You’ve made a choice and an investment and now you want to take care of your kayak to get years of service and fun from your boat. It may be your plan to keep your kayak for several seasons or maximize your return when you go to sell it. After having several kayaks, I developed a system to keep my kayaks “ship shape” functional and safe.

My basic program starts with the moment I peel the plastic off my newest Jackson kayak. I do a quick inspection top to bottom looking for anything that might need attention. Rarely I have I found any problems but in the event, I have the Customer Service team at Jackson has responded quickly and completely to any concerns or questions.

Kayak Care
Once I’ve determined the kayak as being water worthy, I add any accessories that I deem necessary. Fundamental items are a strong 20-foot nylon tow rope attached front and back in the event I need to pull my boat whether it’s because of super shallow water or a tow from another watercraft. Each side rail gets a “screw ball” to secure items. I’ve found that carbineers and more stout rope make good stringers if you want to keep part of your catch. Grippers in each side of the seat are handy. Each of my kayak models have a stand-up assist strap and a casting brace. I opt for no electronics which keeps the weight down and makes it unnecessary to drill holes or run wiring anywhere in my kayaks.

Seat security is essential. Buckles are tightened and checked periodically to make sure there is no loose play in the positioning of the seat. Avoid flopping into your seat. Personally, I stand to cast and fish a great deal of the time but when I return to the seat, which is often to paddle I do it with care. Along with the tightening seat buckle I also go around the kayak using a screwdriver to hand tighten all the screws twice a year. Similarly, I use a small wrench to tighten the bolts in the casting brace as needed, generally once a year. It’s a good habit to give your boat a routine inspection. *It should be noted that I spend an average of 100 days on the water, so I pay attention to details.

I use but never abuse my kayak or fishing equipment. My current kayak has been in use for five years and I have fishing reels that have provided me with over 25 years of service. Beside the physical care I wipe down my kayak after each use and when necessary replace any accessories.

In keeping with my minimalist approach, I haul my kayaks in the bed of my pickup truck. My theory is the more variables you add the more likely you are to have a failure. If you use a trailer to haul your kayak (s) there are additional tires, cost, handling issues etc. I secure my kayaks in the bed of the truck using three-point contact. My choice are industrial ratchet straps to hook to the rings attached to the truck bed and thread the straps to the handles and additionally the rear opening. Don’t over tighten the ratchet straps which could over time loosen screws or damage kayak handles. Once I reach my destination, I loosen the ratchet straps and slide the kayak out and either by myself or with my partners assistance carry the boat to the water. (I never drag my kayaks on hard surfaces) “River rash” is inevitable but I always lift the front of the kayak to use the small (replaceable, two screws) drag strip located on the back underside when it’s necessary to pull the kayak short distances on rough surfaces. If you have a long haul to launch you may want to consider a C-Tug or similar system to move your kayak. When leaving you merely reverse the process. I never short cut the securing the kayak and always use a red JK flag to visually alert others to the kayak extending past the tail gate of the truck.

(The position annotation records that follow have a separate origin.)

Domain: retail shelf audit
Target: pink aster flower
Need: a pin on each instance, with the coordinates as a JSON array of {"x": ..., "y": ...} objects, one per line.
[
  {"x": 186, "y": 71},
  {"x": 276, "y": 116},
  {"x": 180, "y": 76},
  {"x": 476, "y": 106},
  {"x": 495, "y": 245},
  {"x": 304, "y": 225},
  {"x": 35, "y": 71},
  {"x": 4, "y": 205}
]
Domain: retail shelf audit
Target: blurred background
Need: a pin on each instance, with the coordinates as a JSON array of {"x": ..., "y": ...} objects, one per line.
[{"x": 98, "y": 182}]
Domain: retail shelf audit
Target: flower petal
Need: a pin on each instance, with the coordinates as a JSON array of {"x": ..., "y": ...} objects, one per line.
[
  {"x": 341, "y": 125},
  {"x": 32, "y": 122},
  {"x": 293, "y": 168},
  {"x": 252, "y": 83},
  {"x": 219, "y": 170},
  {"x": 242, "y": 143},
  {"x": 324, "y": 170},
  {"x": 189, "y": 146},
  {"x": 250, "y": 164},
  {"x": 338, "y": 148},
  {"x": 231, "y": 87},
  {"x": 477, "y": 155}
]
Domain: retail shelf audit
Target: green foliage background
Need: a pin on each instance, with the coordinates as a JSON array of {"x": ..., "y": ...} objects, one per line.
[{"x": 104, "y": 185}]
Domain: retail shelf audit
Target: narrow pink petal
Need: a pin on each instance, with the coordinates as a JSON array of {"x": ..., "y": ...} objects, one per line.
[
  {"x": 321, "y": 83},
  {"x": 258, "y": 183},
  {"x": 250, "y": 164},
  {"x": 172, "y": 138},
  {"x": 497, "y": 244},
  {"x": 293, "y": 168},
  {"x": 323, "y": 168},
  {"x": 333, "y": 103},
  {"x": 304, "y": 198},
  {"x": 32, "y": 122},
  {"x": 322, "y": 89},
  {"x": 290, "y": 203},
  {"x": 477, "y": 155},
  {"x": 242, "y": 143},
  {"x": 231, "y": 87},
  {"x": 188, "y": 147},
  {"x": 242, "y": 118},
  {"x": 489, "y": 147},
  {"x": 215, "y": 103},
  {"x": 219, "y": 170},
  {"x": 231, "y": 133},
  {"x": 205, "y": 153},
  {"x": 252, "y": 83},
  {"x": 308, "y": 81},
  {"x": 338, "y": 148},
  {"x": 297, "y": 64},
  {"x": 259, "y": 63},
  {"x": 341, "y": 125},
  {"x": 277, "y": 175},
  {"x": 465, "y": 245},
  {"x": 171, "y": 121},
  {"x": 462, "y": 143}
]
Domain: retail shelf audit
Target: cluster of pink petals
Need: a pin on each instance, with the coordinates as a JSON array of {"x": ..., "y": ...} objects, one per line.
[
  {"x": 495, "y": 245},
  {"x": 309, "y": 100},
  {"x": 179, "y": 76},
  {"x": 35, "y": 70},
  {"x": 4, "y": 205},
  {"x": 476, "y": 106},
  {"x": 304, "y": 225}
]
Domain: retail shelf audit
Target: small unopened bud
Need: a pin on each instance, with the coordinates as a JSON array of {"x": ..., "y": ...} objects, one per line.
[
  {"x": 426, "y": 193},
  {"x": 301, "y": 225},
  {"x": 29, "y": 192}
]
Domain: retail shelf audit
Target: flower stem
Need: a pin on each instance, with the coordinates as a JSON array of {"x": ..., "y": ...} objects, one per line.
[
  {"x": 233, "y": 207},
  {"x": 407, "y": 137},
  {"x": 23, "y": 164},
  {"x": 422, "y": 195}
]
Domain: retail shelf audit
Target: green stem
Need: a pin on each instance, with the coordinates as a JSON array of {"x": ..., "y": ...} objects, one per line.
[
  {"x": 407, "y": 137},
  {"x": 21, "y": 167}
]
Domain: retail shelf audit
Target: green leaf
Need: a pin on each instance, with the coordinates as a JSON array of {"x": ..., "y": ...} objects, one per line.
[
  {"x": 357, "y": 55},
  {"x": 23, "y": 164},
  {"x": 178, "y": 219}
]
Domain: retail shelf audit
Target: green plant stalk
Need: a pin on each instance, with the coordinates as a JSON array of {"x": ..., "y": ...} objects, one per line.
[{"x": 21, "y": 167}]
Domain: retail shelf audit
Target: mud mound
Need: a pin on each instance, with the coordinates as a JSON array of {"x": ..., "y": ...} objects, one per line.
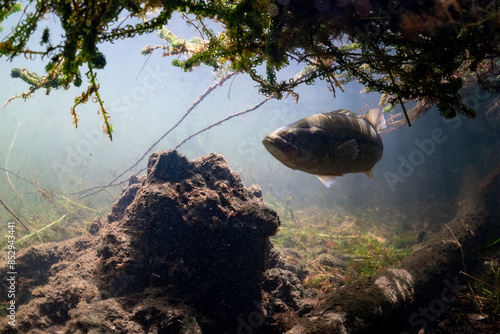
[{"x": 183, "y": 251}]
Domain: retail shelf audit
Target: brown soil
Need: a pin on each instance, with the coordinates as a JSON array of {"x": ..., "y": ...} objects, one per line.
[{"x": 186, "y": 250}]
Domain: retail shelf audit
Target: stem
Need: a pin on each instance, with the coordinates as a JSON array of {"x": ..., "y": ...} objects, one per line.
[
  {"x": 13, "y": 215},
  {"x": 109, "y": 128}
]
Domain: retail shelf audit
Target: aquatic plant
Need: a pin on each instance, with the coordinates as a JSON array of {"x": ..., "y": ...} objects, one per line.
[{"x": 406, "y": 50}]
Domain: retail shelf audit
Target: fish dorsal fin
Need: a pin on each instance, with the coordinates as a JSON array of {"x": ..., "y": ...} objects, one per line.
[
  {"x": 327, "y": 180},
  {"x": 376, "y": 118},
  {"x": 348, "y": 149},
  {"x": 343, "y": 112},
  {"x": 369, "y": 172}
]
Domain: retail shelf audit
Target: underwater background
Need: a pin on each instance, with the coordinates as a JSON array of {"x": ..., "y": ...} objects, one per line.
[
  {"x": 146, "y": 96},
  {"x": 414, "y": 186}
]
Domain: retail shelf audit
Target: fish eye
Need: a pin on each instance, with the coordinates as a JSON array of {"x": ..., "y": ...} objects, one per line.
[{"x": 291, "y": 136}]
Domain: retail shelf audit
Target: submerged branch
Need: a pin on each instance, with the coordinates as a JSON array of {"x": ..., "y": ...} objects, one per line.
[
  {"x": 223, "y": 120},
  {"x": 14, "y": 215}
]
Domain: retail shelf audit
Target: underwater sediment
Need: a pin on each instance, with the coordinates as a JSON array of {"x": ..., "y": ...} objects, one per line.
[
  {"x": 183, "y": 251},
  {"x": 186, "y": 249}
]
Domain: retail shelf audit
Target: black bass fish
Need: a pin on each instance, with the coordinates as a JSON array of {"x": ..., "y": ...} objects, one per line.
[{"x": 330, "y": 144}]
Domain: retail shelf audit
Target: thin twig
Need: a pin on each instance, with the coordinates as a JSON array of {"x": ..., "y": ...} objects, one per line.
[
  {"x": 7, "y": 164},
  {"x": 223, "y": 120},
  {"x": 13, "y": 215},
  {"x": 188, "y": 111}
]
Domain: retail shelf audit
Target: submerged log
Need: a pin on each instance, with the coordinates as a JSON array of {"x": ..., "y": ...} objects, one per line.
[{"x": 406, "y": 298}]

In long term storage of my kayaks, I use stands designed to keep the boats off the ground, your local dealer probably offers the stands for sale. If possible, I minimize long term exposure to the summer sun.

That’s my simple system to keep my kayaks in good shape. I’ve also realized great resale prices because of the condition of my kayaks. I treasure my recreational paddling and fishing time and it’s an easy formula to keep your kayak safe, secure and ready for several seasons. A little kayak care goes a long way.